There is also a sweet spot in school leaders being ‘connected’ with colleagues and ‘visible’ in their school. It is tempting to spiel on about the importance of being networked, for the sake of being in the “in” crowd. However, I believe school leaders must ensure that their primary focus is first of all, on their own backyard. I worry about the leaders who spend too much time out of their school ‘networking’. They engage in every possible networking event, professional development activity, conference or meeting. This is evident in the weeds seen sprouting through the cracks in the bitumen in the car space allocated to the “Principal”. It’s also essential that they wear their name badge whenever they are in their school, as few people would recognise them. Networking can be taken too far! If leaders are too busy outside their school, they risk losing connection with the reality of the classroom and lose connection and credibility with their staff.
Equally, I worry about the leaders who isolate themselves from their colleagues, too busy fighting bushfires at their school to participate in any professional development or attend meetings. Operating in isolation is inefficient and dangerous to your health and well-being.
As with many aspects of leadership, there is a sweet spot between being too inward looking and too ‘networked’. Being a leader is complicated. It is essential that school leaders make connections with others to share ideas, strategies and support. It is crazy to reinvent the wheel when a colleague already has a solution for our problem. However, it is also essential that we focus our efforts on our own backyard and provide the necessary support and guidance to the people we lead.
Jeff Blount in “People Follow You” makes an interesting and challenging statement about leaders. He states leaders need their people more than they need you! He further emphasises his statement by explaining that leaders get paid for what their people do, NOT for what the leaders themselves do.

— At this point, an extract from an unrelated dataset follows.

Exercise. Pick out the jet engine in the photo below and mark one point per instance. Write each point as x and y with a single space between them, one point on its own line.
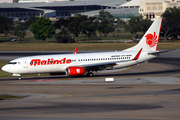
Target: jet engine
75 71
58 73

Now that may be confronting and difficult for our egos to read but broadly speaking, I believe that it is true of school leaders. The magic and real ‘work’ of schools takes place in the classroom and is facilitated by teachers. The KEY role of school leaders is to support and facilitate the work of teachers and help them to be the best teacher they can be.

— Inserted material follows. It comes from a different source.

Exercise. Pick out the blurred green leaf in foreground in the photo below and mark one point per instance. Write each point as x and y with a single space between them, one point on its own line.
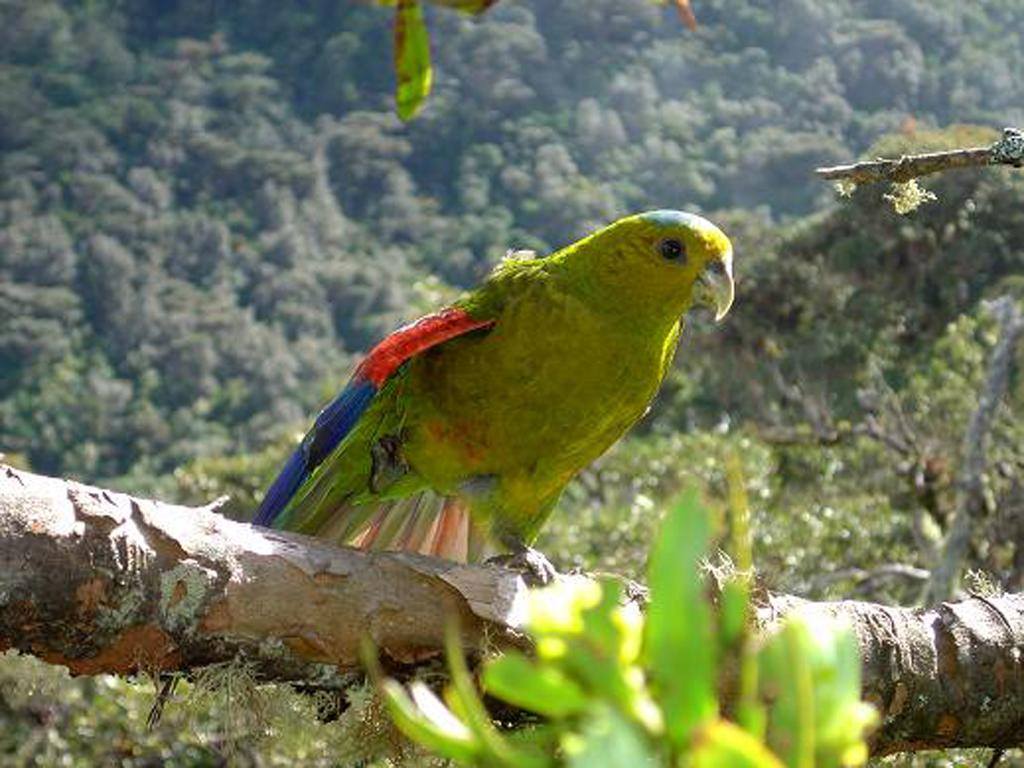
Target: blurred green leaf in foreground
612 686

“Through leading, managing and coaching you must create an environment in which they can develop their skills, leverage their talents and win. You must remove roadblocks so that they can get the job done. You need them more than they need you. Anything that you do that impedes their success hurts you!”

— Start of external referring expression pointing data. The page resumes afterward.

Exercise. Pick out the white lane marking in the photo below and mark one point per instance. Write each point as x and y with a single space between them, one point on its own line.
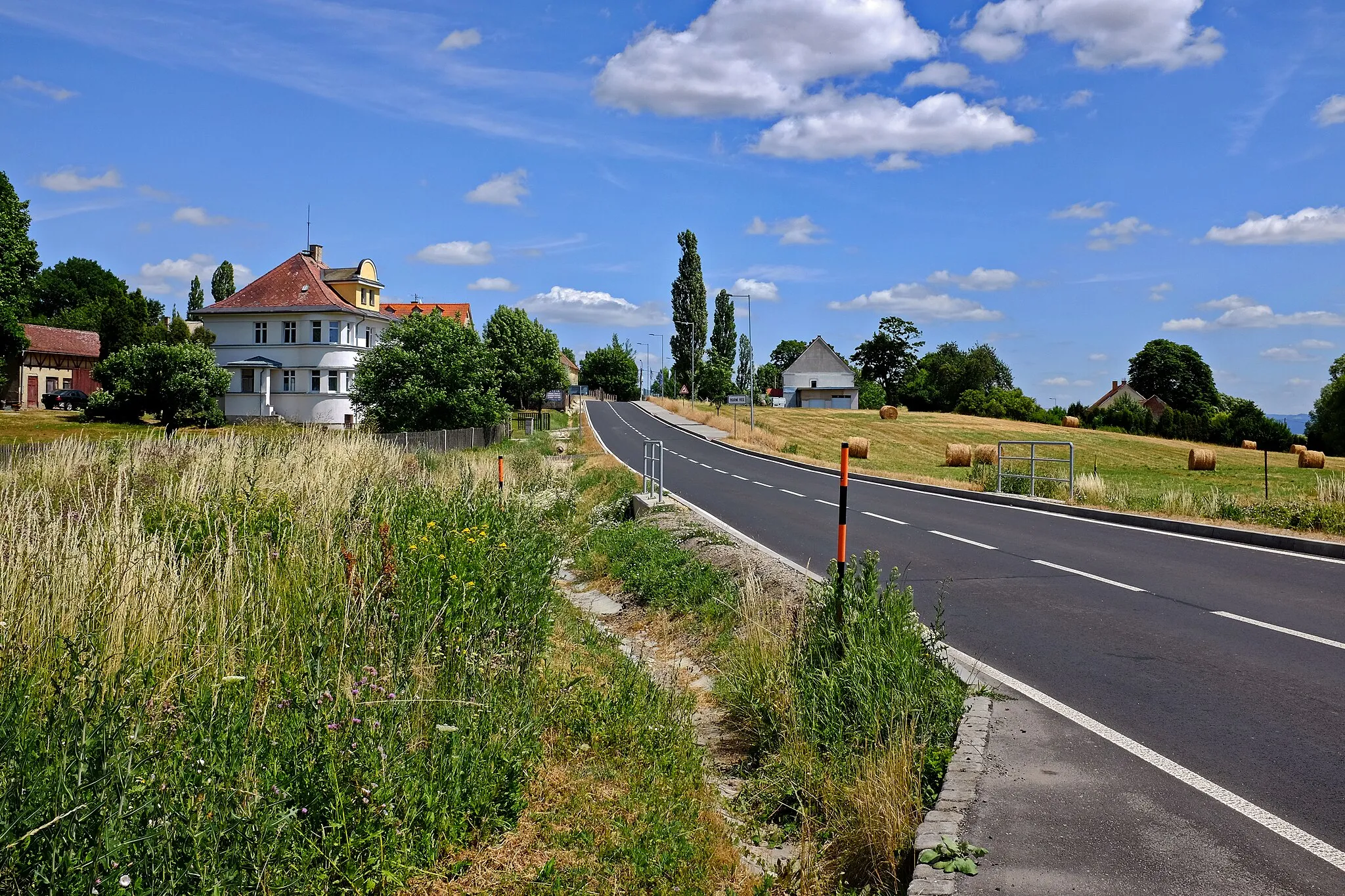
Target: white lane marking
1274 628
1090 575
879 516
958 538
1275 824
1289 832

Blount, 2012, p.19Whilst this sounds like leaders aren’t valued, it is intended to highlight the importance of putting our people first. No wonder leadership is so complicated!
Whilst this sounds like leaders aren’t valued, it is intended to highlight the importance of putting our people first. No wonder leadership is so complicated!
To be effective as a school leader we need to successfully undertake a combination of three roles – leading, managing and coaching. Sometimes we need to lead by clearly communicating a compelling vision, at other times we manage (resources, budgets, timetables and facilities) to optimise learning opportunities or coach our people to refine their practice and achieve their potential. I found the following definitions to be helpful.
Leading is shaping the workplace through vision, innovation and inspiration. It is moving people emotionally to make that vision a tangible reality.
Managing is shaping work, projects, tasks and outcomes through a system of organising, planning and directing.
Coaching is the ongoing process of shaping and developing people through training, observation, feedback and follow up – in real time and on the job.
It isn’t a matter of choosing which ONE you want to do. As leaders in schools we need to demonstrate and be proficient in all three. The ratio of each will vary depending on your role, the size of the school and the area of focus at this particular time of the day.
To hit the ‘sweet spot’ of leadership it is essential that we are clear about our role, acutely aware of the reality and challenges that our teachers face and harness the potential of our network to efficiently identify research based solutions that add value.